A gesture that expresses what is in the heart, but also the other way around: it ignites the heart.

Perhaps it’s a truism to say that words mean little when deeds contradict them. What’s a bit less obvious is that sometimes the body language of a person reveals more than their words. Body posture, gestures and even facial expression can often reveal what a person is trying to hide in what they say. So, body language plays an important role in communication, as any student of psychology will tell you. However, it is also often important when we don’t intend to hide anything. It helps to express what is difficult to put into words alone. We know that a kind gesture sometimes means more than just explanations and declarations.

Body posture and gestures also have significance in prayer. Both communally and individually. On the one hand, sometimes they express what we want them to express; giving support to the verbal message. On the other hand, especially during communal prayer, they also help us to be aware of what we are experiencing; affecting our heart and soul. Some of this has been considered in previous signs: standing, sitting, kneeling as well as honouring, the raising of hands, striking the breast and making the sign of the cross. This time we dwell on the gesture of hand together, and then more broadly on other gestures, not so much applying to the liturgy as to in other prayers, both communal and individual.

Hands together, in such a way that the palms of left and right are facing each other, is best known and most often used as a gesture of prayer. It is, in fact, an expressive gesture synonymous with prayer. A gesture that has been known for centuries to express devotion, submission and faithfulness. The response was to accept the hands place together into the open hands of the one receiving the declaration.

It is this way a soldier would put his hands together to put them into the hands of the ruler as a sign of devotion and fidelity. Fiefdom in the Middle Ages was expressed in a similar way. And in a similar way during the vow of obedience, at priestly ordination, the bishop accepts the candidate’s promise. God is spirit and you can’t see His hands accepting the hands put together, but that’s what this gesture is all about. It’s about a declaration of devotion, submission and fidelity. Therefore, when I hold my hands like this in prayer, I declare that God is my Lord; that I know my destiny is in His hands, that I depend on Him for everything. And with this attitude of spirit, I adore Him, I thank Him, I say I’m sorry or I ask of Him.

In the practice of prayer, especially individual, however it happens that the hands are held together differently. This is not necessarily a sign of inattention or neglect of God. A clue of how to understand is this . . . intuition; interpreting it in the context of how we use this or other gestures in everyday life. And so, hands clenched together, sometimes firmly, may express a fervent request.
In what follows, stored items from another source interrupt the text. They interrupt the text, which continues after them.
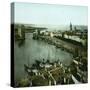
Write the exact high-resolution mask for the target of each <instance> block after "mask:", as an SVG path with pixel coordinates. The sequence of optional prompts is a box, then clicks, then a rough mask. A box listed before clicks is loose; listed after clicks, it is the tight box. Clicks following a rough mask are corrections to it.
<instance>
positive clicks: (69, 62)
mask: <svg viewBox="0 0 90 90" xmlns="http://www.w3.org/2000/svg"><path fill="white" fill-rule="evenodd" d="M43 58H44V59H45V60H47V59H49V60H50V61H55V60H60V61H61V62H62V63H63V64H66V65H69V64H70V62H71V61H72V55H71V54H69V53H67V52H65V51H62V50H61V49H57V48H55V46H54V45H50V44H48V43H46V42H43V41H38V40H33V39H32V33H26V34H25V40H24V41H23V42H19V43H18V42H15V43H14V61H15V79H16V80H18V79H20V78H22V77H24V76H25V72H24V64H29V65H32V64H33V63H35V60H43Z"/></svg>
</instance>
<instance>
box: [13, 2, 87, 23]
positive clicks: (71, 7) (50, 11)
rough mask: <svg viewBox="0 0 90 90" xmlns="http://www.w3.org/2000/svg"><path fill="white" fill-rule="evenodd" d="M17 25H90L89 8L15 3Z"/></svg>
mask: <svg viewBox="0 0 90 90" xmlns="http://www.w3.org/2000/svg"><path fill="white" fill-rule="evenodd" d="M14 11H15V12H14V13H15V16H14V17H15V23H24V24H37V25H69V24H70V22H71V23H72V24H73V25H88V7H86V6H65V5H49V4H32V3H15V6H14Z"/></svg>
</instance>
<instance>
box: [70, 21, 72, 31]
mask: <svg viewBox="0 0 90 90" xmlns="http://www.w3.org/2000/svg"><path fill="white" fill-rule="evenodd" d="M70 31H72V23H71V22H70Z"/></svg>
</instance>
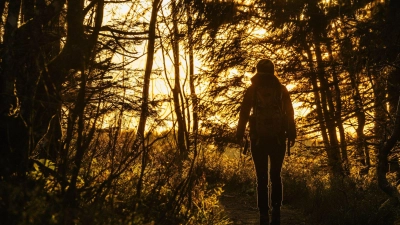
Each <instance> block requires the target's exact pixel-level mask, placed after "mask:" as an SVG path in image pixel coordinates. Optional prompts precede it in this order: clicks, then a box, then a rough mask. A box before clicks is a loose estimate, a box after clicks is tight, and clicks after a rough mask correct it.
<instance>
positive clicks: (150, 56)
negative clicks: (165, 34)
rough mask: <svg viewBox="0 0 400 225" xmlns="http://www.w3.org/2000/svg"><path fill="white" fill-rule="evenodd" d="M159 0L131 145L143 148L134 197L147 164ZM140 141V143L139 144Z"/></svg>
mask: <svg viewBox="0 0 400 225" xmlns="http://www.w3.org/2000/svg"><path fill="white" fill-rule="evenodd" d="M160 3H161V0H154V2H153V7H152V11H151V19H150V25H149V40H148V44H147V60H146V68H145V72H144V84H143V92H142V106H141V114H140V119H139V126H138V130H137V133H136V137H135V141H134V145H133V146H132V147H133V148H134V149H133V151H138V148H139V147H140V145H141V146H142V148H143V151H142V163H141V164H142V165H141V171H140V175H139V180H138V183H137V186H136V197H137V199H140V196H141V192H142V185H143V177H144V172H145V169H146V164H147V160H146V159H147V157H148V156H147V154H148V152H147V149H146V146H145V142H144V139H145V134H144V132H145V128H146V121H147V117H148V115H149V89H150V77H151V72H152V69H153V61H154V50H155V47H154V46H155V41H156V23H157V13H158V10H159V9H160ZM140 143H141V144H140Z"/></svg>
Crossed over the chest with hands on the shoulders is telling God “I am Your servant”.

There aren’t too many gestures in the liturgy. However, there no restriction on using them in prayer outside of liturgy, whether communal or individual. Without gestures or even without words, God knows what bothers us, what we want, what we are trying to express. But these gestures, just as body posture, allows us to better understand, to feel and to experience what we are doing. They help me to realise who I am and who I am praying in front of.